Let’s start with the first question. When institutions in England were given the freedom to set tuition fees up to a maximum of £9,000, nearly all of them immediately jumped to that maximum from their previous level of about £3,300. Contrary to the government’s hopes, no one tried to compete on price. Thus, the ceiling quickly became the mode.
De-regulation proponents in Australia say that won’t happen this time. The problem in England, they say, was the existence of a ceiling – it gave everyone a point of reference around which to cluster. Take away the ceiling and genuine competition will occur as universities figure out how to deliver different combinations of price and value. Opponents say this is wishful thinking – the first set of fees to be announced by a prestige institution (read: Group of 8 member) will become a de facto cap, and hence the standard to which everyone else will gravitate.
There’s a story doing the rounds in Australia that supports this idea. A few years ago, the government allowed institutions to raise fees by up to 25%, which pretty much all institutions did, apart from Curtin University in Western Australia. Instantly, Curtin went from being second preference for local applications (behind the University of Western Australia) to third (behind Murdoch University). Through market research, they found out that because students and their families can’t judge institutional quality, they judge it based on inputs – so when Curtin chose a cheaper price, the signal families received was that Curtin was of inferior quality.

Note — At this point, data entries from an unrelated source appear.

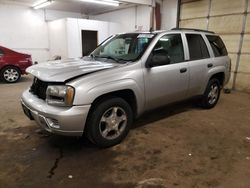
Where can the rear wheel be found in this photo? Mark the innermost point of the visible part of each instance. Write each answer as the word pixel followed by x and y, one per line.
pixel 10 74
pixel 212 94
pixel 109 122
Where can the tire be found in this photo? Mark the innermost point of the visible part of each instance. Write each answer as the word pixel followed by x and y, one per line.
pixel 10 74
pixel 109 122
pixel 212 94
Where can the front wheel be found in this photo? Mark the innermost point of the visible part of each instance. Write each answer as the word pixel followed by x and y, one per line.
pixel 212 94
pixel 10 74
pixel 109 122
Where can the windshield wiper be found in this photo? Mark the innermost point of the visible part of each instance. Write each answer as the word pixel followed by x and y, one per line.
pixel 110 57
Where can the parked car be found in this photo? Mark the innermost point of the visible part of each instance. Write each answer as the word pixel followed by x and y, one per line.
pixel 128 74
pixel 13 64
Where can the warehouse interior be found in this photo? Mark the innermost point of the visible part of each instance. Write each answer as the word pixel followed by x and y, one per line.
pixel 178 145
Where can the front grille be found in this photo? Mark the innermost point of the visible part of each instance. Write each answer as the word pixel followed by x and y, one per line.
pixel 39 88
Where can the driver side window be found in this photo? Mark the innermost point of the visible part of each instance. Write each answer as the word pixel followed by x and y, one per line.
pixel 170 45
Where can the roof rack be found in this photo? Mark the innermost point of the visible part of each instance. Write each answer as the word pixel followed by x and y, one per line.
pixel 190 29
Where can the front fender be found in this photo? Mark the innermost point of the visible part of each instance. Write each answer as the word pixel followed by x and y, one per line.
pixel 102 89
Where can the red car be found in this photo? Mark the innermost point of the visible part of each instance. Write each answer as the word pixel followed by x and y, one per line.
pixel 13 64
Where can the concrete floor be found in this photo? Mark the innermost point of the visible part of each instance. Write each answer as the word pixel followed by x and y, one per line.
pixel 177 146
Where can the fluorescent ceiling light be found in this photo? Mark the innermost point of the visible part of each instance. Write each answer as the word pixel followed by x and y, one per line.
pixel 42 4
pixel 103 2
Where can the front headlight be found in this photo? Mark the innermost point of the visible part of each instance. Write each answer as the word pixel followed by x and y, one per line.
pixel 60 95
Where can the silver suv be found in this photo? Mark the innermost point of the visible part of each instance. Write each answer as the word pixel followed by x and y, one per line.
pixel 128 74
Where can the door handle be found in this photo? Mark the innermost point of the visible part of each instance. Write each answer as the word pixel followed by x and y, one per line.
pixel 182 70
pixel 210 65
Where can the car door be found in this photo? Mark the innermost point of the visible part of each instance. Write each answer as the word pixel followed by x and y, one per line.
pixel 199 63
pixel 167 82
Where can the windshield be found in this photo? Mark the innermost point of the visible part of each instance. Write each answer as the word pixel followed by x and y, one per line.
pixel 124 47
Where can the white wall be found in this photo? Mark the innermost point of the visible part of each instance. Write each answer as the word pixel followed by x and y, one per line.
pixel 58 38
pixel 26 30
pixel 65 35
pixel 130 18
pixel 169 14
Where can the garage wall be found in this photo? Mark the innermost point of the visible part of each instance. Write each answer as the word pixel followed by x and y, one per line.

There are contrary examples, of course. In England, institutions have power to set fees both for international students and taught (i.e. professional) Master’s programs, and there is lots of variation in pricing. So what’s the difference? In a word, guaranteed income-contingent student loans with significant forgiveness provisions. Domestic undergraduates have them, international and taught Master’s students don’t. All undergraduates can get a loan to cover their fees up-front, and are not on the hook for the whole amount if their post-graduation incomes aren’t high enough.
So let’s apply that lesson to Australia, which also has an income-contingent Higher Education Contribution Scheme, albeit one with less generous repayment subsidies than England’s. HECS will still insulate students from the main financial consequences of the new fees, and so, as in Britain, they will likely absorb the higher fees with very little effect on enrolment. As a result, institutions will push the fee levels quite high because they can do so without fear of losing students (the exception will be students who learn at a distance – which is a more significant chunk of the student body in Australia than it is in most other OECD countries). The likelihood is that they will get quite close to the international student level – and they will do so at nearly all institutions.
The real question is: what will institutions do with that money? The likelihood is that every penny of the extra $5,000 – $10,000 per year students will be asked to pay will be ploughed back into research for prestige reasons. It won’t be the access disaster some are predicting, but it’s a bad deal for students nonetheless.